As I mentioned in a previous blog post, I recently testified about early childhood programs before a state legislative committee. A legislator asked a subsequent witness a question whose gist was as follows:
“Won’t imposing the taxes to pay for preschool just destroy jobs?”
The legislator then cited figures that implied that for every $40,000 or so of extra taxes for early childhood programs, one job would be destroyed.
I didn’t have a chance to respond to this question at the hearing, so I am responding in this blog post.
I’m not sure what the legislator’s source is for the claim that an extra $40,000 in annual taxes will destroy jobs. One of my main areas of research has been on the influence of state and local taxes, particularly business taxes, on state and local job creation.
You MIGHT be able to get an impact of destroying one state job per $40,000 in extra taxes under the unlikely assumptions that (1) 100% of this tax increase was from raising the tax burden on new business investment; and (2) this tax increase was unaccompanied by any other change in public spending or household taxes.
An example of raising the tax burden on business investment would be cutting state investment tax credits for new business investment.
However, the impact of raising business taxes across the board would be far less than the impact of raising the tax burden on business investment. The reason is that for across-the-board tax increases, much of the increased tax burden simply falls on profits on existing business capital, and not particularly on new business investment. Estimates suggest that the negative effects of across-the-board increases in business taxes are probably only one-sixth those of increasing taxes on new business investment.
If the tax increase is instead in household taxes, the effects on economic development and job creation would be even less. There is not a lot of evidence that household taxes drive state and local economic development.
Furthermore, the analysis so far ignores that something is being done with this tax revenue. Specifically, this tax revenue is being spent on preschools. More spending on preschools means more teachers will be hired, and more supplies will be ordered. This increased spending will have multiplier effects on the local economy as teachers spend money at local retailers, and as supplies are ordered by local retailers.
Economic models suggest that the short-run net effects of raising state and local taxes, and simultaneously raising state and local public spending by the same dollar amount, will be to increase total demand for goods and services in the state and local economy.

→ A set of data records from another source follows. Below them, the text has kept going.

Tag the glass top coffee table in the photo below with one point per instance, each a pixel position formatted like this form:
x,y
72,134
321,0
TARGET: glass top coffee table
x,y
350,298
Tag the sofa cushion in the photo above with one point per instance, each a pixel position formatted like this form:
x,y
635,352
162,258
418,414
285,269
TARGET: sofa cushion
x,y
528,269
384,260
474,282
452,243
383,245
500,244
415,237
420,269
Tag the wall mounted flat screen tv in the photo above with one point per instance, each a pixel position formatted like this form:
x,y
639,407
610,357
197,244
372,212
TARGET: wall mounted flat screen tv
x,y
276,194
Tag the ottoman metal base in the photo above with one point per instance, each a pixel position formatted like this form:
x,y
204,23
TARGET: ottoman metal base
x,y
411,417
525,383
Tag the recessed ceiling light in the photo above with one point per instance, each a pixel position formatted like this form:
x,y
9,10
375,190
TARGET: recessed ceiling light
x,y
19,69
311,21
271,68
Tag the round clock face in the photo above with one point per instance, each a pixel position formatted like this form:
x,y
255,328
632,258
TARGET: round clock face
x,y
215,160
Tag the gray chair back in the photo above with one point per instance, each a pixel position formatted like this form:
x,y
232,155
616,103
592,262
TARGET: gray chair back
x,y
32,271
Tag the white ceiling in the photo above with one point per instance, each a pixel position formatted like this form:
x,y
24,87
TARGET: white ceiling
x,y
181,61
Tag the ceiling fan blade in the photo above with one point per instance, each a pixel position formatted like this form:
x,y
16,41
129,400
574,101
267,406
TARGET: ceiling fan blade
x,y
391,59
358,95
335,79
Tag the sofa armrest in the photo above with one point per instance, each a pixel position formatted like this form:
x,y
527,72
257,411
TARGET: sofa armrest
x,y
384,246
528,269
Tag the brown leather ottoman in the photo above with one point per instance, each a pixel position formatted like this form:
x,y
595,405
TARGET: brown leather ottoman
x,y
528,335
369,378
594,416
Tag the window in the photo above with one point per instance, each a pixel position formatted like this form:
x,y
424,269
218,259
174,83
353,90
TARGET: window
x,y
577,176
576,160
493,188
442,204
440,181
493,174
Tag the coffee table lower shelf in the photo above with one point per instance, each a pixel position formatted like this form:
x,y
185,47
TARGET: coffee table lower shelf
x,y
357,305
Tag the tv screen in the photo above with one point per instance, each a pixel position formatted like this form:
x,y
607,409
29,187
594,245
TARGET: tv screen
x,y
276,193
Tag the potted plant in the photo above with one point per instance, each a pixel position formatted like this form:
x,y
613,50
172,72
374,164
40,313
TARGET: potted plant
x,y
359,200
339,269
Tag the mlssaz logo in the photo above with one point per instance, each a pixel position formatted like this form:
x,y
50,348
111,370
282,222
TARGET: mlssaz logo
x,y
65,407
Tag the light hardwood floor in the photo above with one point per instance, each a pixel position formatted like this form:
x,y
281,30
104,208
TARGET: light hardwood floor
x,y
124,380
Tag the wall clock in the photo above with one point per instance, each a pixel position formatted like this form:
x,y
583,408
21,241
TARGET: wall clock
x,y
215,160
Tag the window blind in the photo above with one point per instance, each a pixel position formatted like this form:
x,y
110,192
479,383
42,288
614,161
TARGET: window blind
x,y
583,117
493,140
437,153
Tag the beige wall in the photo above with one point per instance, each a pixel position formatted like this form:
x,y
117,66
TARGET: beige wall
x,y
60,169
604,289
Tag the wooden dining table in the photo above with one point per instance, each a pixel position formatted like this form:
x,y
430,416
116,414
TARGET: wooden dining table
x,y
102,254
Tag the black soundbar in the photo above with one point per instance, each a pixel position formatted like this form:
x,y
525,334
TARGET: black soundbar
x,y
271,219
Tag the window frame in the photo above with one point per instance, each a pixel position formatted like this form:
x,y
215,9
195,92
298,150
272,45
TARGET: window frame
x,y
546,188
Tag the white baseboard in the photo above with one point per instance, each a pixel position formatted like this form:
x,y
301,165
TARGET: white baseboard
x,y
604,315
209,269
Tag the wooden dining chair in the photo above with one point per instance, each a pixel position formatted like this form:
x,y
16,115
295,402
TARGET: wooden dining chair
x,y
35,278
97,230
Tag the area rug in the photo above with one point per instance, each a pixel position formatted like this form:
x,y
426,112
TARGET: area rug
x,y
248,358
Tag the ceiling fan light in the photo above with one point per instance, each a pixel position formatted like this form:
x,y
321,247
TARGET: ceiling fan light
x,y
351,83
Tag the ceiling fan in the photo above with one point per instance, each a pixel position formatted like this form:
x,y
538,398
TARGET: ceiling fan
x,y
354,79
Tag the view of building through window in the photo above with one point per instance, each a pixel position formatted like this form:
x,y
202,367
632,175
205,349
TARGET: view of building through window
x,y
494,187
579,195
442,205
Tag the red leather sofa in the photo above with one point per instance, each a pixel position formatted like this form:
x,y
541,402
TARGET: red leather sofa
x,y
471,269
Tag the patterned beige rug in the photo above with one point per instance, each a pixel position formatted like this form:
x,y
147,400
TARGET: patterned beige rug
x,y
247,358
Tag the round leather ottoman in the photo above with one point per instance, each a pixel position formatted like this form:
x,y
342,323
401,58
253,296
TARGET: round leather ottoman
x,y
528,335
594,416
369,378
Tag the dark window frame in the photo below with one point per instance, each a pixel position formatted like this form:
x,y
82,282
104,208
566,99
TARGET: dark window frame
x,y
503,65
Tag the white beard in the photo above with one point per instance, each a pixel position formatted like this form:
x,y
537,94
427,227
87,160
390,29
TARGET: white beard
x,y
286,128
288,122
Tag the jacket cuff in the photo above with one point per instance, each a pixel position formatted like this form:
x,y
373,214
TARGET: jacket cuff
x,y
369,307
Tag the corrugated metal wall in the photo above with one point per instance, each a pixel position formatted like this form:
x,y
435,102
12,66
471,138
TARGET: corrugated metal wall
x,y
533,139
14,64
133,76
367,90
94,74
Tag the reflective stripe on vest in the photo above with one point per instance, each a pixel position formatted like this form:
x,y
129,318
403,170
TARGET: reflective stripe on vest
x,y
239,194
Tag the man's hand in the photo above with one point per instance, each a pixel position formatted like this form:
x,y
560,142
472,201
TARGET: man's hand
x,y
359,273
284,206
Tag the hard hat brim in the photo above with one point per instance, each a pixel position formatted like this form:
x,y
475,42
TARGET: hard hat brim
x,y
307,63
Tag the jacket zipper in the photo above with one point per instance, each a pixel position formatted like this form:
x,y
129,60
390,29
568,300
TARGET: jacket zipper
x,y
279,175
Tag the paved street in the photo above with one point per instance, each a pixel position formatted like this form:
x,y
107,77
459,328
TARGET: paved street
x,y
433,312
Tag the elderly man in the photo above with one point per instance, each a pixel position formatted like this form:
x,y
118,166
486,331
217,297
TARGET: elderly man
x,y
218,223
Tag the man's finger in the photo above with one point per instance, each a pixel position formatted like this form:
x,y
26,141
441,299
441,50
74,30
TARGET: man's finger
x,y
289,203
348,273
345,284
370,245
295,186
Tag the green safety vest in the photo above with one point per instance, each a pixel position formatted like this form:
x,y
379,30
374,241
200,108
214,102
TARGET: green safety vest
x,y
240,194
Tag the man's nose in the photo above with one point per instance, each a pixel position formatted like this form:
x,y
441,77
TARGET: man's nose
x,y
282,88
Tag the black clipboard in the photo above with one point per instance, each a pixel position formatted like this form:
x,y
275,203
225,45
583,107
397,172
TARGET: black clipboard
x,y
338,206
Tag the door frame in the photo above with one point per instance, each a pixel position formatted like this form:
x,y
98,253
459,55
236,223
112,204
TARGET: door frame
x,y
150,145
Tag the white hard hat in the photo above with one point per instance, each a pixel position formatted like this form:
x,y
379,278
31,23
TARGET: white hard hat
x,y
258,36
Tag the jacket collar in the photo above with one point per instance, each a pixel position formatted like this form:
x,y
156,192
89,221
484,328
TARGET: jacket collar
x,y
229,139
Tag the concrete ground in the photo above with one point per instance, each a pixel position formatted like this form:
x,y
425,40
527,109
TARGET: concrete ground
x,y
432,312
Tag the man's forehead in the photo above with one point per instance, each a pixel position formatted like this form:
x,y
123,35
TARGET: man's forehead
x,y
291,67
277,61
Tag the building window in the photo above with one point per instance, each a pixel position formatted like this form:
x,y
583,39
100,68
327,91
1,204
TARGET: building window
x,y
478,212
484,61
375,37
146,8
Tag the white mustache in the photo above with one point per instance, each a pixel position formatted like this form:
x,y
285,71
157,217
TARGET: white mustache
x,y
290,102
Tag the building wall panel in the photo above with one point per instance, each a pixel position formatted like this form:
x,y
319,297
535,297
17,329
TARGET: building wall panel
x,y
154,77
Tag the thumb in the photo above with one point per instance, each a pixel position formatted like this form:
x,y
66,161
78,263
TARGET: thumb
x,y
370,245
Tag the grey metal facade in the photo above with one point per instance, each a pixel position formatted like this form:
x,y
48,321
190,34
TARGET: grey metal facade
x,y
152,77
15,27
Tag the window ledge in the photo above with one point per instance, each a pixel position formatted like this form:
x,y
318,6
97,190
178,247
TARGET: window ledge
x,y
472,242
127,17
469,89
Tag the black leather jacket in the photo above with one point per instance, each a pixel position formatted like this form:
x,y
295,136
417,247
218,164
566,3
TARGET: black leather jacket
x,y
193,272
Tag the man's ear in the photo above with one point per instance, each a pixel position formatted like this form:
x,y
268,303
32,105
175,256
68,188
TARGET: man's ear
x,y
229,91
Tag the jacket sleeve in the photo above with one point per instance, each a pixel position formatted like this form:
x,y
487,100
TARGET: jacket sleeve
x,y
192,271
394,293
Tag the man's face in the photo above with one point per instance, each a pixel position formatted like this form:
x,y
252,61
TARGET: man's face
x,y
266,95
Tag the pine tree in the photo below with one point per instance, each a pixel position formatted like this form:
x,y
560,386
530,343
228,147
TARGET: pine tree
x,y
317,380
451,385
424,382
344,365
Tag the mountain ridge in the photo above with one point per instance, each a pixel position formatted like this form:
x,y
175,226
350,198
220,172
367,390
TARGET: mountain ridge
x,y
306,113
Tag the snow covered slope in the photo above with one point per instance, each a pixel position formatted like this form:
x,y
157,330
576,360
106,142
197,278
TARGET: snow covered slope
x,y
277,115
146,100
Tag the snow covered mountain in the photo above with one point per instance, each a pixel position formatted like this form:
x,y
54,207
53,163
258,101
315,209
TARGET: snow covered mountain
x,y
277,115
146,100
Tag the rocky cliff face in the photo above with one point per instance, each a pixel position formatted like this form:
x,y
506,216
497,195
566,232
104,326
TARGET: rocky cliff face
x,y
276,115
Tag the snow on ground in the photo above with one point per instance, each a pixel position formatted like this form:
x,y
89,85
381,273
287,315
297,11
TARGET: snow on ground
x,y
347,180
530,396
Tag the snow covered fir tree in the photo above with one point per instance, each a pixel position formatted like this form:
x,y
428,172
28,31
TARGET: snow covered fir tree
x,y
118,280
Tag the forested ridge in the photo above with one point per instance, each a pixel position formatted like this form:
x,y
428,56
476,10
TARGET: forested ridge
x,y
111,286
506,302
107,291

These demand-side effects are likely in the short-run to outweigh any effects the change in taxes and public services have on the incentives for businesses and households to locate in the state.
I have estimated that these demand-side effects suggest that increasing taxes to pay for increased preschool spending will not destroy jobs, but rather will CREATE jobs at a rate of about $175,000 per job created. Obviously this is a high cost if the job creation is the only benefit of such spending. But the real reason for such spending is to help increase the future prospects of the preschool participants and the state and local economy.
It is legitimate to worry about possible negative effects of increased taxes on a state’s economy. But if these tax increases are designed in a relatively efficient way that minimizes negative incentives for new business investment, and if the increased taxes are spent on useful new public services that enhance job skills, the package of tax increases and spending increases will boost the state and local economy, both in the short-run and long-run.
An analysis of how taxes affect state and local economic development should consider the impacts of both taxes and spending, as both sides of the budget affect local economies. It is a mistake to assume that only taxes have economic effects. And it is a mistake to assume that all tax increases have equally negative effects.